Also it was interesting how they used user simulation -- it would however have still been nice to see some results with non simulated users.

1. How is semantic specificity calculated?

2. Are simulated users an effective evaluation method?  (Are they typically representative of real users?)

3. The authors assume that “unintelligible” keywords are less desirable.  However, there might be cases where you would want to search using a keyword that is unintelligible.  For example, if you search by ISBN you are guaranteed to get the exact book (and edition) that you want.

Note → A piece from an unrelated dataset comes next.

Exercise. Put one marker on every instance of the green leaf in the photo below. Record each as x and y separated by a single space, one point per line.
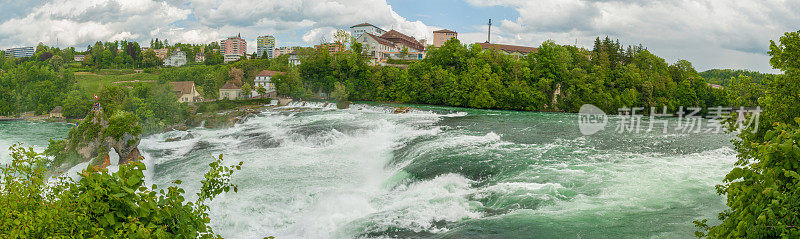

I have a few questions about the training process of the intelligible attributes classifier. First, the training set contains only 67 attributes, which is relatively small, and all the training data are attributes from Microsoft AdventureWorks Cycle Company database.

The attribute in that database may not be representative of how database designers name the attributes. Second, some of the features for attribute classification do not make intuitive sense to me, such as mean ratio of unique to total characters per values. If the mean ratio of unique to total characters per values is high, is it mean that the attribute is less intelligible or more intelligible?

They estimate the probabilities for attribute value knowledge by calculating the frequency of total value occurrences in a subset of the English Gigaword corpus. Is it a standard way to estimate human knowledge? I expect the probability for the Place Published to be higher than TITLE, because TITLE may contain words that do not co­occur in one article. However, the probability of TITLE is significantly higher.

In table 4, it is interesting to see that regardless of the number of the tables in each database and the different domains of the database, the shortest dialogue lengths for each database are all 9.0 without any deviation from their means.

**What does this mean ­ “For each candidate focus, ODDMER instantiates a focus agent that prompts users for values of intelligible attributes, ordered by efficiency” ­ Is the user ranking the different important attributes/data extracted from the DB?